Blackstone has TRW stake
In 2003, Blackstone acquired the automotive operations of TRW Inc. for $4.7 billion and took the company public. Blackstone owns a 56 percent stake in Livonia-based TRW Automotive Holdings, the world's biggest manufacturer of auto-safety equipment such as air bags and seat belts.
Blackstone was also instrumental in the growth of Detroit-based American Axle, acquiring a controlling stake in the supplier in 1997 before selling off its shares in a series of public offerings.
"They have done very well in the auto sector," Phillippi said. "I could see them as a very serious bidder for Chrysler."
In meetings with investors this week in Europe and the United States, Zetsche declined to say how quickly DaimlerChrysler hopes to sell off the Chrysler division.
However, people close to the automaker said that Zetsche hopes to report progress on a Chrysler sale at DaimlerChrysler's annual shareholders meeting in Germany in early April.
Cerberus is newer to the automotive arena than Blackstone, but has moved aggressively into the industry recently. The firm agreed last year to purchase a 51-percent stake in the financial services unit of GM, and is leading a group to buy Delphi, GM's biggest supplier, out of bankruptcy.

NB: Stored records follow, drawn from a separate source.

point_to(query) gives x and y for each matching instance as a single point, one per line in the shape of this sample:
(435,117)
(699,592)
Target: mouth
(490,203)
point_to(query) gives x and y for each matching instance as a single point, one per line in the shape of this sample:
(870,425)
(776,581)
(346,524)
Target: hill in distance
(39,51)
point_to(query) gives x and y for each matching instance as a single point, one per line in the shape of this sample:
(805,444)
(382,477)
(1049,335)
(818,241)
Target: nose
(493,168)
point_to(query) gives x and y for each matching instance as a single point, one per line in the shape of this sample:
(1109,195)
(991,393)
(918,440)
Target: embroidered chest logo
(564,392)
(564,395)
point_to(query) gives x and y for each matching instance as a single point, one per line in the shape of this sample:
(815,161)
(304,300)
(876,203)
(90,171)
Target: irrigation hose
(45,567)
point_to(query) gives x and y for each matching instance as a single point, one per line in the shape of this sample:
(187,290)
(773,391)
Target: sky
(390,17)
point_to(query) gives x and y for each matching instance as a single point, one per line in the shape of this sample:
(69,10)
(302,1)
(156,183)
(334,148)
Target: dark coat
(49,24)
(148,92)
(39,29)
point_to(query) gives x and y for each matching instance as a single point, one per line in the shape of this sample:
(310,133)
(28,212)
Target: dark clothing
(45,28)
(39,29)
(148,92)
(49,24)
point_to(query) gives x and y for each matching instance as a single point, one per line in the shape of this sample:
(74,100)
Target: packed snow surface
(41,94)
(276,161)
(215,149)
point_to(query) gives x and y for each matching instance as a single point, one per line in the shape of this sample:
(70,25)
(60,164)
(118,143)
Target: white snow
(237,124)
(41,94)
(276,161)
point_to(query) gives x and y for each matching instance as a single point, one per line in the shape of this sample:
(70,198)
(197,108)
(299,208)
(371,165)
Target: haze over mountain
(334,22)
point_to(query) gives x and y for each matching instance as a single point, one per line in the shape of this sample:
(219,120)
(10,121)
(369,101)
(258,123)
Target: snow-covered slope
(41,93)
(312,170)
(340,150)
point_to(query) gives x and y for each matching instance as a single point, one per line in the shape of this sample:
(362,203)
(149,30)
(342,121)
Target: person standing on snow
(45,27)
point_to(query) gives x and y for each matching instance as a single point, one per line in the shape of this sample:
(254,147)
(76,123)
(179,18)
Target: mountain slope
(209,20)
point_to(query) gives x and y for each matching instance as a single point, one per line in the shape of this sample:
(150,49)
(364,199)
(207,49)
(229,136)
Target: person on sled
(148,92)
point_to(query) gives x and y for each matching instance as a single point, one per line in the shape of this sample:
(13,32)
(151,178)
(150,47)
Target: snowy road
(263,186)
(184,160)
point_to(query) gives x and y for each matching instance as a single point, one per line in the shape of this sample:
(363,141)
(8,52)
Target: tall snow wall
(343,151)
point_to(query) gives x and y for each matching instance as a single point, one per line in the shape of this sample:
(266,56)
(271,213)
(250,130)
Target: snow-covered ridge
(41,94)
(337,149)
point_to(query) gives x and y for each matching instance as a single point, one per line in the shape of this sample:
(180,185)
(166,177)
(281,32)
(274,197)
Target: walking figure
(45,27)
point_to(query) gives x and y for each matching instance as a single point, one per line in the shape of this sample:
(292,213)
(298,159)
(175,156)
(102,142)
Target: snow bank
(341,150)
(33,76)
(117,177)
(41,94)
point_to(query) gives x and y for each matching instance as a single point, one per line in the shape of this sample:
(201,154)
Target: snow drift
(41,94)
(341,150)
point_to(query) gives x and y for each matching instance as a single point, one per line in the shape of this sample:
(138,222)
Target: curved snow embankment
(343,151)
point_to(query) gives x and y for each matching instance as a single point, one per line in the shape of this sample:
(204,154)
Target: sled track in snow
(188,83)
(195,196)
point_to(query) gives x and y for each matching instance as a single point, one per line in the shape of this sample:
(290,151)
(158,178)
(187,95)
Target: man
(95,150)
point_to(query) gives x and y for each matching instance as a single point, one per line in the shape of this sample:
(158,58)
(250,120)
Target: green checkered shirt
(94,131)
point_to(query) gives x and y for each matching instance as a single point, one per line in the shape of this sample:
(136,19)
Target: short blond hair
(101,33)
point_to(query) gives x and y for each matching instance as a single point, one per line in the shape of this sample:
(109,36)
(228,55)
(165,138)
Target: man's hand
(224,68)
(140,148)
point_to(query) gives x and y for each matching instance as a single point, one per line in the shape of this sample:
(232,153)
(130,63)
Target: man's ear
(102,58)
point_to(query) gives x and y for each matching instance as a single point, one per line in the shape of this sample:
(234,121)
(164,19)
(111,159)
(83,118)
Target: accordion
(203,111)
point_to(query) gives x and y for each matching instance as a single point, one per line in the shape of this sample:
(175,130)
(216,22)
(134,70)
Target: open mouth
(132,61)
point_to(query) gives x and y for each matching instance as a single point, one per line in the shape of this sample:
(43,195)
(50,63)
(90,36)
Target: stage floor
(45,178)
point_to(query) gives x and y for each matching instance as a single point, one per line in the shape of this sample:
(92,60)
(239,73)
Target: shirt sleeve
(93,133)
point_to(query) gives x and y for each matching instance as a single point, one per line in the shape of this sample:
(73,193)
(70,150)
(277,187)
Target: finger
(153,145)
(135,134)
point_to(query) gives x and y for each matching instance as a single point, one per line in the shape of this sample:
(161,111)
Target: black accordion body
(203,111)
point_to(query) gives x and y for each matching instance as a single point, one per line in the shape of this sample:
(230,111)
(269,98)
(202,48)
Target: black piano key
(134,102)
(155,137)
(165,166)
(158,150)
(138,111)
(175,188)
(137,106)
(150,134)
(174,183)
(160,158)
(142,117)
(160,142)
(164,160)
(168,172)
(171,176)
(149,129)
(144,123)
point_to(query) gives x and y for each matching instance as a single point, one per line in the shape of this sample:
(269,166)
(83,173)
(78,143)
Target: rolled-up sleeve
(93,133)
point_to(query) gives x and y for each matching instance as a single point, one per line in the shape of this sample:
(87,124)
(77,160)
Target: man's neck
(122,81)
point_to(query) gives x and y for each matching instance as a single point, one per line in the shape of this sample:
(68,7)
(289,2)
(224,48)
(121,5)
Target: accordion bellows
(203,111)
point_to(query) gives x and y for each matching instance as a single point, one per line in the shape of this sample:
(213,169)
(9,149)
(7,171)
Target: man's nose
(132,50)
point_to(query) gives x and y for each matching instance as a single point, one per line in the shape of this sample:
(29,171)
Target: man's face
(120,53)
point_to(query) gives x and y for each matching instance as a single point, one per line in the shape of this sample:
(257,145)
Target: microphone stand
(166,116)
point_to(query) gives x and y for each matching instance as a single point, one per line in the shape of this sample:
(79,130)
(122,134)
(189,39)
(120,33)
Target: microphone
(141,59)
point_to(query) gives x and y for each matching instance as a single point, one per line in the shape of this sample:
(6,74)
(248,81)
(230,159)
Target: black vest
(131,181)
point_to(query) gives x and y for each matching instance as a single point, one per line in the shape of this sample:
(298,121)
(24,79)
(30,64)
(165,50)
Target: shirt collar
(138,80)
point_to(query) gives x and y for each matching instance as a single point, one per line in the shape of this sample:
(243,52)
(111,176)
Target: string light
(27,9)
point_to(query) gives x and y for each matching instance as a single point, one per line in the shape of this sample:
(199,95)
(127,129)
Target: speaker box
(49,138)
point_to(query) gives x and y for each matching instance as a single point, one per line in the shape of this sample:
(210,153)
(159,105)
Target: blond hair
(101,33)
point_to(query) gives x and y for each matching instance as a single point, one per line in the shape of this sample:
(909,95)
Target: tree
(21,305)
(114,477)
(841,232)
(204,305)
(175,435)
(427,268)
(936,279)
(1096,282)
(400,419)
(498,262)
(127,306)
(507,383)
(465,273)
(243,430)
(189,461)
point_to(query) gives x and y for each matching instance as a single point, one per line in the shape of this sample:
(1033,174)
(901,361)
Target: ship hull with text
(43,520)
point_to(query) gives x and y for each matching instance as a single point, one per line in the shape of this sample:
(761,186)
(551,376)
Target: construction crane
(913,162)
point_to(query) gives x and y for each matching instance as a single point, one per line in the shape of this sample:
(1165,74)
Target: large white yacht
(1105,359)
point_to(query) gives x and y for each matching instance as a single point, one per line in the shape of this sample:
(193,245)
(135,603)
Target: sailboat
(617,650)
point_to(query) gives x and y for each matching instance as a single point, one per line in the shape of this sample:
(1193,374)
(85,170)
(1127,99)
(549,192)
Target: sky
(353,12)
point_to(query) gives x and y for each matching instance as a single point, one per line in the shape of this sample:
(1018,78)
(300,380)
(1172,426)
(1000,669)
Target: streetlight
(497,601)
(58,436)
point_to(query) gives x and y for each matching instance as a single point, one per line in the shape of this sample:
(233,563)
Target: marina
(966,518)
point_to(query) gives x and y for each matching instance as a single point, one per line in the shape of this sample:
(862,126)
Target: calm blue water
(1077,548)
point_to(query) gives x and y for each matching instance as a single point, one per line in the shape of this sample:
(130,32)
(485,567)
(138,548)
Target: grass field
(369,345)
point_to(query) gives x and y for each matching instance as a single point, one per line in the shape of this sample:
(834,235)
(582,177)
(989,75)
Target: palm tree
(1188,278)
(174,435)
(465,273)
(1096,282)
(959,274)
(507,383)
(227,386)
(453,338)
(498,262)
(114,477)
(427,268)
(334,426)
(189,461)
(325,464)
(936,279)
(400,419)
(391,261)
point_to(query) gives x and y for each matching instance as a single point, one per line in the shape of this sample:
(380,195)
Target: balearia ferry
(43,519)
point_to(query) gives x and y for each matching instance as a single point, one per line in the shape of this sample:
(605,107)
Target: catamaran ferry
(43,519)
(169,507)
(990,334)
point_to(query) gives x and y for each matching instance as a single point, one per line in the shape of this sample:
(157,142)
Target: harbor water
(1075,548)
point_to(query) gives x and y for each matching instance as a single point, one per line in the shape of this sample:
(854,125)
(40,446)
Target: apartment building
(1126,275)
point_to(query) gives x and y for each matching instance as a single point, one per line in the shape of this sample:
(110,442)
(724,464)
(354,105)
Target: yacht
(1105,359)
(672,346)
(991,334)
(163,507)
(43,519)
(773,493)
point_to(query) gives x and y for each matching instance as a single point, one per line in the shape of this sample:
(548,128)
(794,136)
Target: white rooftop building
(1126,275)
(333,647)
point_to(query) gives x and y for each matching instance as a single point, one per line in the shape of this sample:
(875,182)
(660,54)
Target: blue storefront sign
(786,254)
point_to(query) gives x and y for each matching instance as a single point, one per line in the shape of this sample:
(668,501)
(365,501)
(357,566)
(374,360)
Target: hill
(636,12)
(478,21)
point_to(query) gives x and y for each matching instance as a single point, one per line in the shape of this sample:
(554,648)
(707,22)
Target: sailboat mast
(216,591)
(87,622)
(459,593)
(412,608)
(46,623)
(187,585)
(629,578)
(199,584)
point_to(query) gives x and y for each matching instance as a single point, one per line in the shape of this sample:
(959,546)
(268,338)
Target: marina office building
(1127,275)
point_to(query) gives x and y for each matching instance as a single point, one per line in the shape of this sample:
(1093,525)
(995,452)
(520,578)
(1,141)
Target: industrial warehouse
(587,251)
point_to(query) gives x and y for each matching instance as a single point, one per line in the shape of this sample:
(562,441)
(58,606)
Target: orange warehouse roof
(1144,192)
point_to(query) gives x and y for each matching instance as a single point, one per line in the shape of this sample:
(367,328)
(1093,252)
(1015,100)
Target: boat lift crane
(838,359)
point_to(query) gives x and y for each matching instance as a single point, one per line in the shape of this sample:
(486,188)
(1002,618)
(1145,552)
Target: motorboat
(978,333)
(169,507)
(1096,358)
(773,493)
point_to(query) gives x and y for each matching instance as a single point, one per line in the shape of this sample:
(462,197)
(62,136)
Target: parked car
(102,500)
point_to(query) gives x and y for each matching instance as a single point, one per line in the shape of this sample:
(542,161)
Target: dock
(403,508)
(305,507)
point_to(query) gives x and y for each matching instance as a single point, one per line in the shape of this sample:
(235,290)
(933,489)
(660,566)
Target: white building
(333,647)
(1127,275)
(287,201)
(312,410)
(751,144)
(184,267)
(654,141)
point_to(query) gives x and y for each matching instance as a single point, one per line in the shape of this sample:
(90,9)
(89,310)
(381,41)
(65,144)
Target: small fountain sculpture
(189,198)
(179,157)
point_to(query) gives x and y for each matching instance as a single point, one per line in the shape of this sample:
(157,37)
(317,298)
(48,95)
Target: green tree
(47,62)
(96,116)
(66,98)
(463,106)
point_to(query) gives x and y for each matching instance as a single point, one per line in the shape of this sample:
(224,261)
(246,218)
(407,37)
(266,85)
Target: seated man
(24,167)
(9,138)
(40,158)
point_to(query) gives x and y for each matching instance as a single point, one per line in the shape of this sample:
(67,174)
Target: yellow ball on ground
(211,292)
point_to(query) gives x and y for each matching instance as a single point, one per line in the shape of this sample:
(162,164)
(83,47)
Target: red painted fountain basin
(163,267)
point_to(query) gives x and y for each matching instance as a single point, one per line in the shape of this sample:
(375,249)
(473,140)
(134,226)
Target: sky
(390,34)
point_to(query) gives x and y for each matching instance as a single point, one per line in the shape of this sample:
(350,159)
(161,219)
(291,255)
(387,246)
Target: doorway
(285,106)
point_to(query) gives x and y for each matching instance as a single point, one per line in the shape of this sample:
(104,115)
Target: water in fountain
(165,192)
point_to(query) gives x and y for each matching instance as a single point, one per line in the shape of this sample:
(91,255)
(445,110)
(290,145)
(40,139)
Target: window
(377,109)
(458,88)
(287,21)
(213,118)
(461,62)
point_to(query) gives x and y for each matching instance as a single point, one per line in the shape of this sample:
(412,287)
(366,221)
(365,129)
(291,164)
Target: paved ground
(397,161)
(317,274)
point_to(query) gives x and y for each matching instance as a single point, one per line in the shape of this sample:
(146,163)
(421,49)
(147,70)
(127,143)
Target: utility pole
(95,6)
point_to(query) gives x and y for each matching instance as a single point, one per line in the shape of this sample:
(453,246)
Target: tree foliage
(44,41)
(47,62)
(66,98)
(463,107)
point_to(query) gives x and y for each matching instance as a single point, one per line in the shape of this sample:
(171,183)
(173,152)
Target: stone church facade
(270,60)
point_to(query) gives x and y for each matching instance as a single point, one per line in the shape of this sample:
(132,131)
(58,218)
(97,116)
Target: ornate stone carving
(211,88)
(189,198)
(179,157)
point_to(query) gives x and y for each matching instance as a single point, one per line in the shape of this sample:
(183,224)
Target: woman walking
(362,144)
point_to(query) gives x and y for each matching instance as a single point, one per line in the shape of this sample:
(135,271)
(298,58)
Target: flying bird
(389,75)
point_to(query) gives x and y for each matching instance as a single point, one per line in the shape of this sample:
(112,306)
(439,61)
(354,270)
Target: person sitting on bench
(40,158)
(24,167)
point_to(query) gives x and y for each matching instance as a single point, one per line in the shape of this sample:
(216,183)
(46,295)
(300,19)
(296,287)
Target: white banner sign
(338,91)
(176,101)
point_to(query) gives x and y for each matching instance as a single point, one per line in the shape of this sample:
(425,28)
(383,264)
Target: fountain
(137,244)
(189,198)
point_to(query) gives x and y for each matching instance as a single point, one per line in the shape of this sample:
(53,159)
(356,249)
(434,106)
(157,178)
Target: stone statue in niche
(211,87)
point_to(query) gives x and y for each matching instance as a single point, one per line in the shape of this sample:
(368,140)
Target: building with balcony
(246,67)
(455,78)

GM, the No. 1 U.S. automaker, is also taking a hard look at buying Chrysler, according to people familiar with the matter.
GM Chairman Rick Wagoner has met with Zetsche about a blockbuster deal to buy Chrysler and absorb its operations into GM, and talks are continuing.
People close to GM told The News that the automaker is "in no hurry" to make a formal offer for Chrysler. But that could change with Blackstone and Cerberus accelerating their study of Chrysler's operations and sale value.